HBase tables support scale-out easily because new column families can be added or removed as and when required. All columns in a column-family are stored sequentially. This enables tunings and storage specifications at the column family level and facilitates addition/removal of columns on demand.
Ok, so how is HBase distributed?
Well, as the number of rows in a table grows beyond a predecided limit, the rows are grouped to form regions of the table. These regions can be distributed over different nodes(Region Server Slaves) in HBase cluster. So the database client just needs to access the desired regions of the table only and not all (which is a big advantage in case of huge data).
HBase components in Action:
The question is how does such a huge distributed database manage client interactions? Well the answer is HBase Master and Zookeeper.
1. There is one HBase Master responsible for keeping information and managing regions of table stored on different nodes called Region Server Slaves.
2. Every Region Server Slave stores different regions of different tables and is responsible for acknowledging the HBase master about the status of data added/removed from the regions that it stores. All the data is persisted via Hadoop File System.
3. Zookeeper is appointed by the HBase master to keep active watch over every Region Server Slave by creating a znode entry corresponding to every Region Server Slave.
4. Special metadata tables called Catalog Tables store the information about location of different Regions on different Region Server Slaves.
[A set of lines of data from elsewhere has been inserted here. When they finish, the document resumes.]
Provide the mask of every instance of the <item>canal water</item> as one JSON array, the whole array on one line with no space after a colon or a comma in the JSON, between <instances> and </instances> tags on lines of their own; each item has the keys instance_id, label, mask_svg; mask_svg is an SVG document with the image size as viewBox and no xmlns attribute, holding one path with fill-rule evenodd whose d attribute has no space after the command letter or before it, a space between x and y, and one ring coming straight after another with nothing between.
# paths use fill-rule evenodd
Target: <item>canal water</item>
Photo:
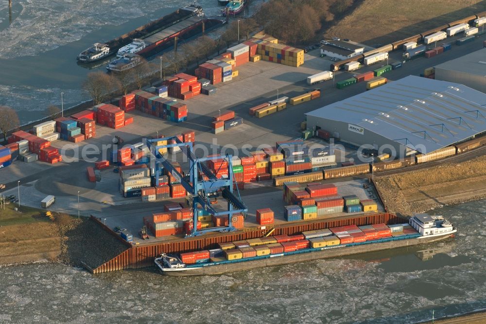
<instances>
[{"instance_id":1,"label":"canal water","mask_svg":"<svg viewBox=\"0 0 486 324\"><path fill-rule=\"evenodd\" d=\"M0 268L0 323L409 324L486 309L486 200L434 212L455 238L220 275Z\"/></svg>"},{"instance_id":2,"label":"canal water","mask_svg":"<svg viewBox=\"0 0 486 324\"><path fill-rule=\"evenodd\" d=\"M65 108L89 99L81 90L87 74L105 71L77 64L77 54L192 1L186 0L13 0L0 1L0 105L17 111L21 124L45 117L46 108ZM253 0L251 14L262 0ZM216 0L199 0L208 16L219 14ZM11 17L11 22L10 18Z\"/></svg>"}]
</instances>

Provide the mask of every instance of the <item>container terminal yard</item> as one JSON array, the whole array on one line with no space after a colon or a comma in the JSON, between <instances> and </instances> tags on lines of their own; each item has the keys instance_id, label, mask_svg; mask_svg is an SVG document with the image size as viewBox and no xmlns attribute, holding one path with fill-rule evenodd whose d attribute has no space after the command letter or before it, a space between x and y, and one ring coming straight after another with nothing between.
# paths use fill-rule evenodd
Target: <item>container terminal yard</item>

The –ROOT- file contains the addresses of various .META. files and each .META. file contains information about the regions that each Region Server Slave stores.
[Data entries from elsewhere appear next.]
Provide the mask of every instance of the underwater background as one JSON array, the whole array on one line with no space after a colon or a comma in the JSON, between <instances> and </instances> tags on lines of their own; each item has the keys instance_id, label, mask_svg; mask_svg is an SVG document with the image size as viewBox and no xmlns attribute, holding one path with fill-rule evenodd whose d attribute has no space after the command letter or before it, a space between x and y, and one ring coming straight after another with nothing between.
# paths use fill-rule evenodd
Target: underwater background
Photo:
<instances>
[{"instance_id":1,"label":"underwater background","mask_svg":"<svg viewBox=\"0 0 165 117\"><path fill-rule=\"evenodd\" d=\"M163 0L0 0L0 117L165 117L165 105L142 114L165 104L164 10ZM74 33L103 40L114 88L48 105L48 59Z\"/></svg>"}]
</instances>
5. So when a client needs some data, it contacts the Zookeeper service to find out the location of –ROOT-. The client finds out the location of .META. from the –ROOT- file . Finally, the client comes to know the address of the Region Server Slave that stores its desired data from the .META. file. Then the client can directly access the Region Server Slave and read /write data into the region of interest. Please see the interaction flow shown below:
HBase is the perfect solution for applications processing big data. It does not support SQL but it clearly fixes the scalability issue with the current databases. To scale HBase , we just need to add few more nodes in the cluster and they will be able to store more regions of the tables. HBase also guarantees fast real-time access with the strong presence of Zookeeper.
However , as per the official HBase docs : HBase isn’t suitable for every problem. If you have small data sets, limited hardware and need for RDBMS like features, then HBase is definitely not the best choice. But in the era of enormous unstructured data generated at blinking fast speed, HBase is here to deliver its promise.